Her second visit to France

Henry said over Zoom that she doesn’t have a preference where she studies in France. This would be a second time for Henry, who visited France for two weeks in fifth grade through her middle school, St. Richard’s. However, the trip was “more touristy and my family some English,” said Henry.  

Languages have drawn in Henry since she was 3 years old when she first began French exposure. Her experience has been one of expansion, writing in an email that “learning about different people and cultures” are her primary motivators. Henry also was introduced to the IU program through family. “My mom actually works at IUPUI, so she heard about it (there). We also heard about it through a friend who did it in past years and had a really good experience,” she said. 

At first, Henry was “a little bit on the fence because it was a lengthy process.” Explaining the application, Dravis said, “First you had to fill out 28 short answers so they could know more about your interests and academics. After, you reach out to teachers and one non-academic influence in your life. Then, you send your transcript.” Eventually, Henry concluded that “there was no reason not to try.” And it turned out well. 

While in Spain or France, Dravis and Henry would be expected to continue their education, so students must be in good academic standing. It also allows the IU program to determine if a student “would be able to survive and put in the effort to live in Spain,” said Dravis. 

Aside from their foreign language teachers, Dravis and Henry chose another instructor with whom they felt they had developed a strong relationship. Dravis chose Miss Ria Pereira after taking computer programming, Java and now AP Computer Science A. Henry chose Mrs. Elizabeth Bradshaw, her composition teacher and Girl Up moderator.  
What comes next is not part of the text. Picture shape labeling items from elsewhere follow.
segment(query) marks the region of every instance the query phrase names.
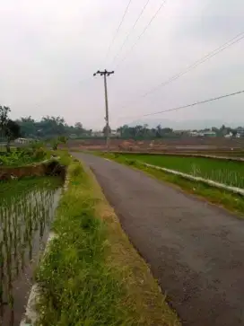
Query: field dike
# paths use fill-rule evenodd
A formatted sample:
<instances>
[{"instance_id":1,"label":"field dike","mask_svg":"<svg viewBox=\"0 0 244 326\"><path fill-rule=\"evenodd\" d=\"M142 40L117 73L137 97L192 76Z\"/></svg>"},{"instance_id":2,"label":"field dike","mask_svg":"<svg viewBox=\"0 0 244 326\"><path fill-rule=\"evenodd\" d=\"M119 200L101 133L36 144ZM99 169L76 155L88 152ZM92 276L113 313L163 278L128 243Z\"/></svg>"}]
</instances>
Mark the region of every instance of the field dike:
<instances>
[{"instance_id":1,"label":"field dike","mask_svg":"<svg viewBox=\"0 0 244 326\"><path fill-rule=\"evenodd\" d=\"M59 175L65 178L65 169L63 165L59 164L57 158L51 158L20 167L0 167L0 181L45 175Z\"/></svg>"},{"instance_id":2,"label":"field dike","mask_svg":"<svg viewBox=\"0 0 244 326\"><path fill-rule=\"evenodd\" d=\"M241 195L241 196L244 197L244 189L241 189L241 188L227 186L226 184L216 182L216 181L214 181L213 180L204 179L204 178L201 178L201 177L195 177L195 176L190 175L190 174L183 173L183 172L180 172L175 171L175 170L162 168L162 167L157 166L157 165L148 164L148 163L141 163L145 165L145 166L148 166L150 168L152 168L152 169L161 170L161 171L163 171L163 172L165 172L167 173L179 175L181 178L187 179L187 180L190 180L190 181L193 181L205 183L205 184L207 184L209 186L216 187L216 188L219 188L219 189L224 189L224 190L228 190L228 191L231 191L231 192L233 192L235 194Z\"/></svg>"},{"instance_id":3,"label":"field dike","mask_svg":"<svg viewBox=\"0 0 244 326\"><path fill-rule=\"evenodd\" d=\"M52 231L22 326L180 325L93 174L75 160Z\"/></svg>"}]
</instances>

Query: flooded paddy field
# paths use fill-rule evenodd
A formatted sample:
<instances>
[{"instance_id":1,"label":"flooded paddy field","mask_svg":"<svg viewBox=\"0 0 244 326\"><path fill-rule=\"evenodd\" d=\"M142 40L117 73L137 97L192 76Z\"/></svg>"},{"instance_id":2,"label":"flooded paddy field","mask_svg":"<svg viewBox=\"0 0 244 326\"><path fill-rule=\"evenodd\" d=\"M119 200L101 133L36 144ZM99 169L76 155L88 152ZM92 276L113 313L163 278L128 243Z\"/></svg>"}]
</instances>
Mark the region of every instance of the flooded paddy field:
<instances>
[{"instance_id":1,"label":"flooded paddy field","mask_svg":"<svg viewBox=\"0 0 244 326\"><path fill-rule=\"evenodd\" d=\"M0 182L0 326L17 326L44 251L62 181Z\"/></svg>"}]
</instances>

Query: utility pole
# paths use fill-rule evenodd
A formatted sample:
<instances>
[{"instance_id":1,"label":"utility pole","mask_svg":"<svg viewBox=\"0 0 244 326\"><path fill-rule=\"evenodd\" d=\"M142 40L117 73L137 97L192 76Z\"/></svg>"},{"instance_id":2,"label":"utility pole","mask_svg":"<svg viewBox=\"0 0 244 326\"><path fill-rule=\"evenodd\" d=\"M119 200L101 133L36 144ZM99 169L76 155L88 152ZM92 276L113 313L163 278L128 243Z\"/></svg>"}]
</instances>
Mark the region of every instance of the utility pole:
<instances>
[{"instance_id":1,"label":"utility pole","mask_svg":"<svg viewBox=\"0 0 244 326\"><path fill-rule=\"evenodd\" d=\"M106 121L106 145L107 145L107 150L109 151L109 101L108 101L108 88L107 88L107 76L109 75L114 74L114 71L107 71L106 69L104 71L98 70L96 73L93 74L93 75L103 75L104 77L104 93L105 93L105 109L106 109L106 116L105 116L105 121Z\"/></svg>"}]
</instances>

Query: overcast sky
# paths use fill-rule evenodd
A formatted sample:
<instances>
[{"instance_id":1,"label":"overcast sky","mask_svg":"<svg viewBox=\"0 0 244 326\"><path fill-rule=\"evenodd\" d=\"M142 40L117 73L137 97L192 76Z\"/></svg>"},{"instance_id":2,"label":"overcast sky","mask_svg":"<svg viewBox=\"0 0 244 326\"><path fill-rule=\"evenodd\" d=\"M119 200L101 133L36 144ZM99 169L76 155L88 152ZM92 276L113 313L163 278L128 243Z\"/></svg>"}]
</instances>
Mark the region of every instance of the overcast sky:
<instances>
[{"instance_id":1,"label":"overcast sky","mask_svg":"<svg viewBox=\"0 0 244 326\"><path fill-rule=\"evenodd\" d=\"M162 0L151 0L113 62L147 0L0 0L0 104L13 119L62 116L68 123L104 125L109 78L111 127L137 116L244 89L244 39L152 94L144 93L244 32L243 0L168 0L129 52ZM119 61L126 55L126 59ZM117 64L118 64L116 69ZM155 119L244 122L244 93Z\"/></svg>"}]
</instances>

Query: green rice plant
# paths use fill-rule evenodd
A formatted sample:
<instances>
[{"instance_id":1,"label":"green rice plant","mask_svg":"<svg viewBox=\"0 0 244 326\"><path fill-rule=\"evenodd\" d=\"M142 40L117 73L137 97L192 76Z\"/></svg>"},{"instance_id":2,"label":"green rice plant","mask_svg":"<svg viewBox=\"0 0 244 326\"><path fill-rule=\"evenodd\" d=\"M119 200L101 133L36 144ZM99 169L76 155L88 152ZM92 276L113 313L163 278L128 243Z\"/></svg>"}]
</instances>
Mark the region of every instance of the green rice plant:
<instances>
[{"instance_id":1,"label":"green rice plant","mask_svg":"<svg viewBox=\"0 0 244 326\"><path fill-rule=\"evenodd\" d=\"M136 160L228 186L244 188L244 163L205 157L126 154L121 160Z\"/></svg>"},{"instance_id":2,"label":"green rice plant","mask_svg":"<svg viewBox=\"0 0 244 326\"><path fill-rule=\"evenodd\" d=\"M0 325L4 313L11 318L13 316L13 282L22 278L26 269L30 269L39 260L39 250L44 245L37 242L43 244L46 240L44 235L54 216L57 202L55 198L60 192L60 185L61 181L57 182L55 178L0 183L3 195L0 205ZM10 320L9 325L11 322Z\"/></svg>"}]
</instances>

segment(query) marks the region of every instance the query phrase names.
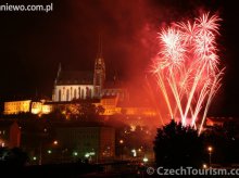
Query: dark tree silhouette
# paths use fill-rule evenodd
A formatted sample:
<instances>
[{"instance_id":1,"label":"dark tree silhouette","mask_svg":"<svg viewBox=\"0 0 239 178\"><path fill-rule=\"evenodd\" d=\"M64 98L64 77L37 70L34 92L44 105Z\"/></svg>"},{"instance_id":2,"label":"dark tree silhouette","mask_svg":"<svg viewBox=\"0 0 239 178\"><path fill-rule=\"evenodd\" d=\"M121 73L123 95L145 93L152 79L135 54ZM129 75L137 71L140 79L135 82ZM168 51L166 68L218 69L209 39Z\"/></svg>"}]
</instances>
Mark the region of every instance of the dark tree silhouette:
<instances>
[{"instance_id":1,"label":"dark tree silhouette","mask_svg":"<svg viewBox=\"0 0 239 178\"><path fill-rule=\"evenodd\" d=\"M158 129L153 149L158 166L201 167L203 163L203 136L199 137L193 128L183 127L174 120Z\"/></svg>"}]
</instances>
Covid will delay trip by one year

Traditionally, the summer immersion takes place the year after you apply. But due to Covid-19, students who applied and were accepted will travel overseas in 2022. Henry said, “They canceled this year’s program on (Feb. 23), and I got my acceptance on (Feb. 26).” 

But despite the postponement, Henry said, “I think it’ll be a really good opportunity and I’ll become pretty proficient in the language. The pros outweigh the cons.” Fluency is absolutely a goal for her, and Henry said, “I think being immersed in the language will help because when you’re in America there’s just not as much room to speak French.” 

Dravis feels similarly and believes it’ll be a great way to “see how Spanish fits in my life.” Dravis’s sister, senior Abygail Dravis “had a great time in Spain,” he said. “From what I’ve seen and heard I think it’ll be a great experience,” said Dravis.